I suspect many of us have developed similar ruts in our writing routines. We follow a process because it made sense at one point. Yet if we examine it, we would find it is not as efficient as we would prefer. For example, have you recently reflected on the time of day you write? How about where in your home you write? What distractions do you allow (or encourage!) to interrupt your writing time—phone, email, social networks, research?

Sometimes when we are in a rut we should have the Jan part of us navigate. We might discover new territories that bring insight or renewed vigor to our writing.

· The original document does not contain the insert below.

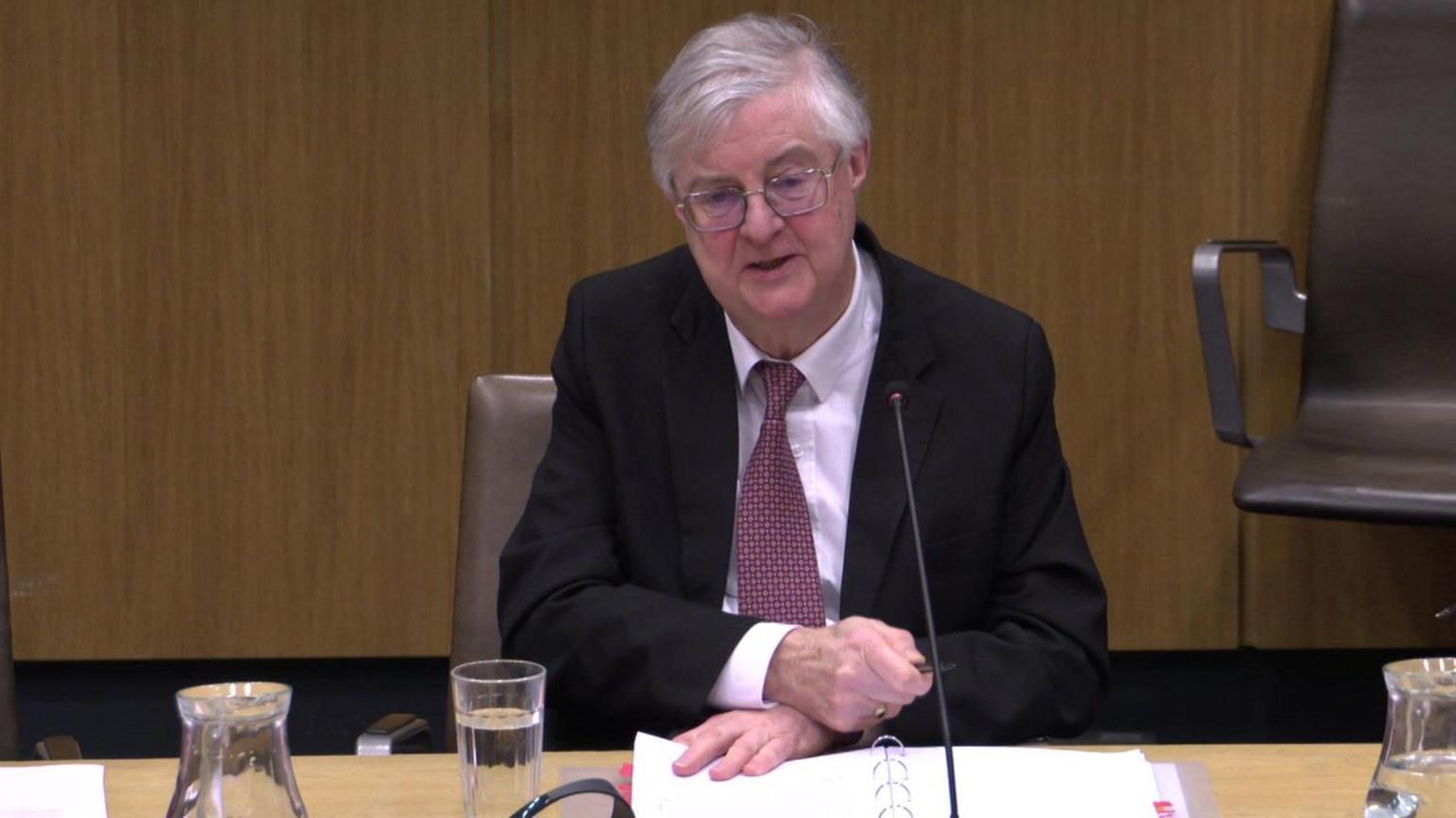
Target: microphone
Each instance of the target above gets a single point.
(896, 397)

Sometimes the fun of the unexpected (or, if you will, a lack of discipline) diminishes our ability to get actual words on a page, self-edit our work, do promotion or query agents and editors.

It has been said that the definition of crazy is doing the same thing over and over again and expecting a different result.

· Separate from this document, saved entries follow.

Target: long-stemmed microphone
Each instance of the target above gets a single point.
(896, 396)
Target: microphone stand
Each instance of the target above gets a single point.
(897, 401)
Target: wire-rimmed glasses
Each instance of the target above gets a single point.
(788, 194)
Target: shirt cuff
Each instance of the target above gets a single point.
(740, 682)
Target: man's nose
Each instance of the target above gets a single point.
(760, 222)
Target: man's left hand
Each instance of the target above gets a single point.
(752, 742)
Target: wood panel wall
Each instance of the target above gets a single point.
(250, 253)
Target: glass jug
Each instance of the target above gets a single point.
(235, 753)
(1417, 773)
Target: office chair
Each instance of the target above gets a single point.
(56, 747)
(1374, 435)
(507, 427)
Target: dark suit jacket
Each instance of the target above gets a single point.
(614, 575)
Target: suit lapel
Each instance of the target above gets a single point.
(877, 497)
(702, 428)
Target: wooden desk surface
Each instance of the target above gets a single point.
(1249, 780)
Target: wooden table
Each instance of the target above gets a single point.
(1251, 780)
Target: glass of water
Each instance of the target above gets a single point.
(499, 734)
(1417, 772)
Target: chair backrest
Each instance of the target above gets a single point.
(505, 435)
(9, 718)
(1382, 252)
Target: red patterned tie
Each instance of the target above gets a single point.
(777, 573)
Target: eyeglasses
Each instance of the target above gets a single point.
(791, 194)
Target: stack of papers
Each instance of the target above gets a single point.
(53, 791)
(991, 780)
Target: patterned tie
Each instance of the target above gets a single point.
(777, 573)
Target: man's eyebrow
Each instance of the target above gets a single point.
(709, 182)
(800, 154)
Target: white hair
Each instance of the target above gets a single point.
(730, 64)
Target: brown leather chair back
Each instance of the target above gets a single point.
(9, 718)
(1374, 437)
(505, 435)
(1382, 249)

How do you recognize you are in a rut? What do you do to get out of it?

~ Jim


Gloria Alden said...

Mostly I have a pretty good sense of direction, however, if I've been off in my own world thinking of other things, sometimes I find myself going in a direction I didn't plan. I most often have this problem once I've gotten some place and then want to reverse my direction especially if it's a place I've never been to before. It's even worse at night.

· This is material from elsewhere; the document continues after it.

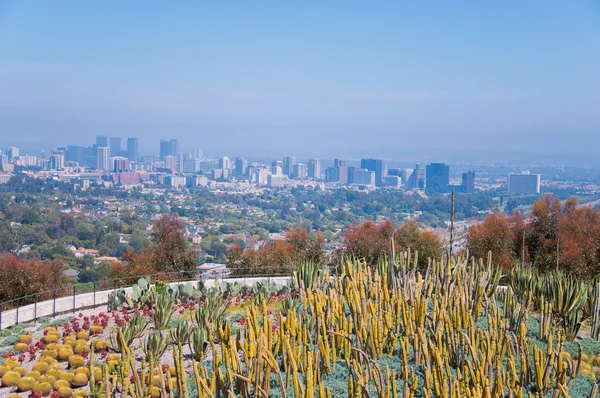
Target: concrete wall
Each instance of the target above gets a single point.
(70, 305)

I love it when my sisters and I decide to get off the interstate and just wander on back roads in the general direction we want to go. Those roads are so much more interesting than the interstates and we see more interesting things at a slower pace. I love going through small towns, too,

Alyx Morgan said...

I haven't quite taken to getting out of a rut with my writing, Jim, but I have ways of getting out of ruts with driving. I like to take different routes when going from point A to point B. Some of them take a little longer, but I'd rather take more time than be such a creature of habit.

And I have a horrible sense of direction with regards to N, S, E, W. I tend to think whatever way I'm facing is North, even if I'm driving from Michigan to Florida. The only place I didn't have this issue was when I lived in Chicago. After a couple of years, I could tell which way I was going because I knew where Lake Michigan was.

Warren Bull said...

When I lived in California the mountains were to the East. In Kansas City there are no mountains visible in any direction. When I get stuck on a project, I put it away and let it simmer for a few weeks. When I return to it, it is easier to keep writing.

James Montgomery Jackson said...


Jan and I are fans of what William Least Heat Moon calls "Blue Highways." On long trips we take Interstates only when we need to get from A to B in a hurry.

In Nebraska one time that saved me a ticket. I was zipping down a secondary road when a state policeman pulled me over. With Michigan plates and license he knew I was a foreigner and asked where we were headed. I told him our driving plans and he approved of seeing his state from something other than the freeway -- and he added as a caution that our plan also meant we couldn't go freeway speeds!

~ Jim

James Montgomery Jackson said...


I grew up in suburban Rochester, NY so between Lake Ontario and the Genesee River I was in good shape for NSEW. In NJ I had the Hudson River as a geographical helpmate. In Boston it was the Atlantic Ocean.

Cincinnati is on the Ohio River, but sometimes that was no help because the river loops and bends and at any point could be N S E or W of where you are. When we moved to Kentucky, just across the river, it was even worse because now we were on the "wrong" side of the river so everything was reversed.

~ Jim

James Montgomery Jackson said...


I agree on taking time-outs from projects. I'll do that even if I'm not stuck sometimes just to make sure I've come up with the best way of presenting my idea.

Of course I didn't grow up in a world of tweets where you don't know what you're thinking until after you tweeted it. :)

~ Jim

Kara Cerise said...

I recently moved my desk so I have a better view out the window. It was a good change since I can write for longer periods of time.

But, honestly, now that my latest houseguest has left, I'm very happy to return to a "writing rut".